18. During the hearing, presumably because they had learned of the existence of the videos in the respondent's bundle provided the day before, the appellant's legal advisers also sought an adjournment in order to obtain the videos referred to in the further submissions of 4 May 2017. This application was refused as the First-tier Tribunal decided that the appellant could describe what was in the videos and a decision reached on whether they had probative value made.
19. I am satisfied that an error of law arose here in all the circumstances of this case. There is a reason why the Tribunal directed the respondent to provide her materials 5 days prior to the hearing. It was in order for him to have adequate time to prepare his case in response. The bundle was received only the day before the hearing and there was therefore insufficient time for preparation. The appellant did not have a fair hearing as a result.
20. That is so notwithstanding the very serious drugs offence for which he was convicted and, using as neutral a term as possible, his chequered immigration history.
21. The reasons given for refusing to adjourn include the view that it was appropriate to proceed as, in the past, the appellant had seen or been given the documents in the respondent's bundle and so could provide instructions.

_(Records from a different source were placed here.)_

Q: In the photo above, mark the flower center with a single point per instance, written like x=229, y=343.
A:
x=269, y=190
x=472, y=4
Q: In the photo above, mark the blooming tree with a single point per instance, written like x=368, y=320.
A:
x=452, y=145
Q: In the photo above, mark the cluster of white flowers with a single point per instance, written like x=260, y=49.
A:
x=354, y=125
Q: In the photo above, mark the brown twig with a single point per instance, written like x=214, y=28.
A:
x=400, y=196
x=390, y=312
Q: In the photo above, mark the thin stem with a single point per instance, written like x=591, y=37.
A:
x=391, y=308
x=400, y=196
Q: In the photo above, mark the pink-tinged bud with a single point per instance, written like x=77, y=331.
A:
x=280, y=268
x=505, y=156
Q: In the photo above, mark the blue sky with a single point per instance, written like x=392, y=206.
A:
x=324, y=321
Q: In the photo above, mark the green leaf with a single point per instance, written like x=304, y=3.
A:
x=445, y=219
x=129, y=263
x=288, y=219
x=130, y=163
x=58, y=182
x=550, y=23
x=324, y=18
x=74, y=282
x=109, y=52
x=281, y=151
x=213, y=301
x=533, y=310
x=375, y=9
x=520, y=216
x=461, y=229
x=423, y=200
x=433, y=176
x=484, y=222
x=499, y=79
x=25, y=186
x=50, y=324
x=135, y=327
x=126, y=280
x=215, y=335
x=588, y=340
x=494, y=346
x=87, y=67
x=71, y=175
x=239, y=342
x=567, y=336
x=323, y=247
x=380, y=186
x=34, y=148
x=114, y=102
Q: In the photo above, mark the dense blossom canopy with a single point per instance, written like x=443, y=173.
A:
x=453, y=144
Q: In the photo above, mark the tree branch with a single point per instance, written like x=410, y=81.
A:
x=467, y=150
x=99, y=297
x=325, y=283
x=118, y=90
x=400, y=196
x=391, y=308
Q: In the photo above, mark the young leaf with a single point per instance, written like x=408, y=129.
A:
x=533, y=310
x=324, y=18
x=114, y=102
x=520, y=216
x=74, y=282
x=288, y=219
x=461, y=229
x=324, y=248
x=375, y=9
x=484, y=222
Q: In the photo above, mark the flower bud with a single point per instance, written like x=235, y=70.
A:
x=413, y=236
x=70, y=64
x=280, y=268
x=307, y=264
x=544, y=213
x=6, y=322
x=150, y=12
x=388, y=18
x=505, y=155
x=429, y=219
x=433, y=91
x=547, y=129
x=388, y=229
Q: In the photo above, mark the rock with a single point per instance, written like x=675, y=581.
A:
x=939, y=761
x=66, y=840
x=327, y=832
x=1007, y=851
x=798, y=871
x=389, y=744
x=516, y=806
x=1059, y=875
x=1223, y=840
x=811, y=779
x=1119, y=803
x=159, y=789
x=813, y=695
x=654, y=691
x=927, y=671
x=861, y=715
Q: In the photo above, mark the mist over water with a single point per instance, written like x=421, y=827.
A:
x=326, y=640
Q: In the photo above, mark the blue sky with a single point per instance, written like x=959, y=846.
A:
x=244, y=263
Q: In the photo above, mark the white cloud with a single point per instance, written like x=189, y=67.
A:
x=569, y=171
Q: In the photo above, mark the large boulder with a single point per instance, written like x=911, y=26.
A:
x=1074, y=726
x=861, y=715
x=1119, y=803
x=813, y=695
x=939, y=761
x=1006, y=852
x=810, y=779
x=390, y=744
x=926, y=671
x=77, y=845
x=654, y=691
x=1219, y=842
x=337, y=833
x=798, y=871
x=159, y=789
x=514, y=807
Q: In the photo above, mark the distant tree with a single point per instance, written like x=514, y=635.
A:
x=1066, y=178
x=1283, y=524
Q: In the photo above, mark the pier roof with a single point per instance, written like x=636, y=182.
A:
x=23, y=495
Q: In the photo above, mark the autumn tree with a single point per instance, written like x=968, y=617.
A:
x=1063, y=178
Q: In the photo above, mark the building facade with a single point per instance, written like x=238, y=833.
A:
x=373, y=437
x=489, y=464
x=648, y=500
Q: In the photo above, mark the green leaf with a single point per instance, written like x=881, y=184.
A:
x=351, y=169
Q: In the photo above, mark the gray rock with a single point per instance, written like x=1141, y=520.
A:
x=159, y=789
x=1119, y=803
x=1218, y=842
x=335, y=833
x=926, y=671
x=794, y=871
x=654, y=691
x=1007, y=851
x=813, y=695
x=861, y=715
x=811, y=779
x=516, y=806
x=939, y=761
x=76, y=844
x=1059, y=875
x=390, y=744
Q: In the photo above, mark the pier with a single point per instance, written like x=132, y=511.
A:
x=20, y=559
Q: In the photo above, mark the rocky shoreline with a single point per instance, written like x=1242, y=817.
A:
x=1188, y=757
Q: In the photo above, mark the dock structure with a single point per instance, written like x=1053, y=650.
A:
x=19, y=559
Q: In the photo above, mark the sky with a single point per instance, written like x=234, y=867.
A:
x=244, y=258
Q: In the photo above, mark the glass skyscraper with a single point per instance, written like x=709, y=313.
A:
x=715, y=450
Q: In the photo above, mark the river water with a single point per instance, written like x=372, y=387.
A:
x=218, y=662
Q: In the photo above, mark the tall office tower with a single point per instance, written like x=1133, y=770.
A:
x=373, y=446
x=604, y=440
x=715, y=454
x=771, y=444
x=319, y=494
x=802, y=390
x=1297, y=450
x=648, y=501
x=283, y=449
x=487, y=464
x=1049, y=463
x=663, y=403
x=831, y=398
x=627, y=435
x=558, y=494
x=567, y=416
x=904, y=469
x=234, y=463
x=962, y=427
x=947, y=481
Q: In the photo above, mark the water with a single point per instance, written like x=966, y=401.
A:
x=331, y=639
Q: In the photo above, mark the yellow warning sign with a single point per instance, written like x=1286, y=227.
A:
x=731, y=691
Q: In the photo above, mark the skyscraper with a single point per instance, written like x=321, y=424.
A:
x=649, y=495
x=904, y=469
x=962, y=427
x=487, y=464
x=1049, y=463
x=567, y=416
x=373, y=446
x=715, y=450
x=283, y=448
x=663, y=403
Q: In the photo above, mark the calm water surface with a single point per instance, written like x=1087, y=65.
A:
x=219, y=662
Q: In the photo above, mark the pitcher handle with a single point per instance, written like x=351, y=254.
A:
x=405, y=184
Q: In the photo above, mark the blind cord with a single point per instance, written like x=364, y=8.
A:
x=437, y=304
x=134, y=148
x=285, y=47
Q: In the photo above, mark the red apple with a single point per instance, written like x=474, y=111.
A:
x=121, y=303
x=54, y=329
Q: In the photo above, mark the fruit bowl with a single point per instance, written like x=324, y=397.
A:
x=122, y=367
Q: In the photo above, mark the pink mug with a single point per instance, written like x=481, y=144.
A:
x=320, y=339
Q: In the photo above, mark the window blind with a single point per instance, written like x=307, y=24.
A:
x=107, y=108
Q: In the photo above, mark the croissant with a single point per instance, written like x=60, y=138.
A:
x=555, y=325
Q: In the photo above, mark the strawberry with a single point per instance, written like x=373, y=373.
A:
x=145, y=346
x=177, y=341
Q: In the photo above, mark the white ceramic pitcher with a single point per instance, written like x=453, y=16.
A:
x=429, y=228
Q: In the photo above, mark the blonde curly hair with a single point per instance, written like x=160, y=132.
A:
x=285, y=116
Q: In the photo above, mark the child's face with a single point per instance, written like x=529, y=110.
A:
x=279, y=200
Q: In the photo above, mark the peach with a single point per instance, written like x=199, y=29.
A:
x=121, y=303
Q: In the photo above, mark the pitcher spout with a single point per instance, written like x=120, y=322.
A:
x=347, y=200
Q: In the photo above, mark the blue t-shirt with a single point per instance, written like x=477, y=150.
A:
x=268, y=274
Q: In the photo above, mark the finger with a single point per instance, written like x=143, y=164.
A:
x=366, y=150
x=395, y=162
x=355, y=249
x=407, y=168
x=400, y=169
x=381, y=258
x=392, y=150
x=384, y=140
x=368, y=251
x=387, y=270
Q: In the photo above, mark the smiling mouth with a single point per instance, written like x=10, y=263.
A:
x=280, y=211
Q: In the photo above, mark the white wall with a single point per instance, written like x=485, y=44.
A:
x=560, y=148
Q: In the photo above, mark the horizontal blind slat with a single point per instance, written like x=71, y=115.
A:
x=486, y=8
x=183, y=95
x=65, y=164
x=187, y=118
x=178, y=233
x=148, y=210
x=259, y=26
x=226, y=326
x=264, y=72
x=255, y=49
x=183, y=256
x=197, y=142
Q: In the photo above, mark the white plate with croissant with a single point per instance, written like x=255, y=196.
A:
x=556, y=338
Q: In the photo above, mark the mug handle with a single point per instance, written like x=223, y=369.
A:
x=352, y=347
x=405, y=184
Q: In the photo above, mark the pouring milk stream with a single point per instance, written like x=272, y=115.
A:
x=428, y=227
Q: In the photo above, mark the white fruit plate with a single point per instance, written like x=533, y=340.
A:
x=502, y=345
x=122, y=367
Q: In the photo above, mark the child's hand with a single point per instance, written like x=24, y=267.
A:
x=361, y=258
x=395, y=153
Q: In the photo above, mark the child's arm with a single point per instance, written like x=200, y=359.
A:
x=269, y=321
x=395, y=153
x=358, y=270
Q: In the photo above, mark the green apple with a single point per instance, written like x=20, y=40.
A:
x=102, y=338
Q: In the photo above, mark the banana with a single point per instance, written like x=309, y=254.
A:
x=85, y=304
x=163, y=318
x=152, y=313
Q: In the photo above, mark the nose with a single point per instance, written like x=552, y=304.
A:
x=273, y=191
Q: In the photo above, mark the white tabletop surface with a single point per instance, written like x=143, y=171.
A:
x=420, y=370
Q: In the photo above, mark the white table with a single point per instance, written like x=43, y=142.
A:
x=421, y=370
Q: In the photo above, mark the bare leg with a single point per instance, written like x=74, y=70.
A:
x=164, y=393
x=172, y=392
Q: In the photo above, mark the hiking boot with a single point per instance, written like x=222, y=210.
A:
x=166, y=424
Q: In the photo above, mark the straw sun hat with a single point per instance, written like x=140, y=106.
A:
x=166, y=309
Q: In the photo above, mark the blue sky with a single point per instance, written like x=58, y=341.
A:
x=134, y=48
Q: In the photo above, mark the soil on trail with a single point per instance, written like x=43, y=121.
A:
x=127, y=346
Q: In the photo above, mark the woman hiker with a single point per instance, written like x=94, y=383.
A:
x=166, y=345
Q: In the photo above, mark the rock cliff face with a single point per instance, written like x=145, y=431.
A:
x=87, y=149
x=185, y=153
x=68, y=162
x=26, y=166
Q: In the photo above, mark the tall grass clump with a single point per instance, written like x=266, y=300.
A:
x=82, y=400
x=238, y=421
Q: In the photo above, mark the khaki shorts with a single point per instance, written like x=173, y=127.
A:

22. That reasoning is not correct. At best, the appellant could only surmise what might be in the respondent's bundle. He could only know for certain if it contained only materials he already knew about after seeing the bundle which was not possible until the day of the hearing itself. Both he and his legal advisers would inevitably have remained in the dark to some extent up until the service of the bundle the day before the hearing.
23. Further, that reasoning assumes that a detained appellant either has all the relevant materials with him in detention from his immigration history or that he recalls his past dealings with the respondent in such detail that he is able to instruct his legal advisers adequately for a new appeal. Neither assumption is sustainable in my view.
24. I should add that there is no dispute here that the legal advisers tried to obtain material from the previous firm instructed by the appellant but they had not responded even up until the date of the hearing before me.
25. The case of Nwaigwe (adjournment: fairness) [2014] UKUT 00418 (IAC) states:
"Where an adjournment refusal is challenged on fairness grounds, it is important to recognise that the question for the Upper Tribunal is not whether the FTT acted reasonably. Rather, the test to be applied is that of fairness; was there any deprivation of the affected party's right to a fair hearing? See SH (Afghanistan) v Civ [2011] Civ 1284."
26. My conclusion is that for the reasons set out above the appellant here did not receive a fair hearing and the decision of the First-tier Tribunal must be set aside to be re-made. Where the error of law concerns procedural fairness, it is appropriate for the appeal to be re-made in the First-tier Tribunal.
27. I should stress, however, that this decision is not in any way an indication that the appellant's appeal cannot be heard fairly without a further witness statement, country materials, a report on trafficking or a medical report. It is merely a finding that in the particular circumstances of the hearing on 14 December 2017, in particular very late service of the respondent's bundle, a fair hearing did not take place. The respondent's bundle has been available since 13 December 2017, four months has passed since then and, absent any further indication from either party, there does not appear to be anything preventing the First-tier Tribunal from re-hearing the appeal at the earliest opportunity.

Notice of Decision

The decision of the First-tier Tribunal discloses an error on a point of law and is set aside to be re-made in the First-tier Tribunal.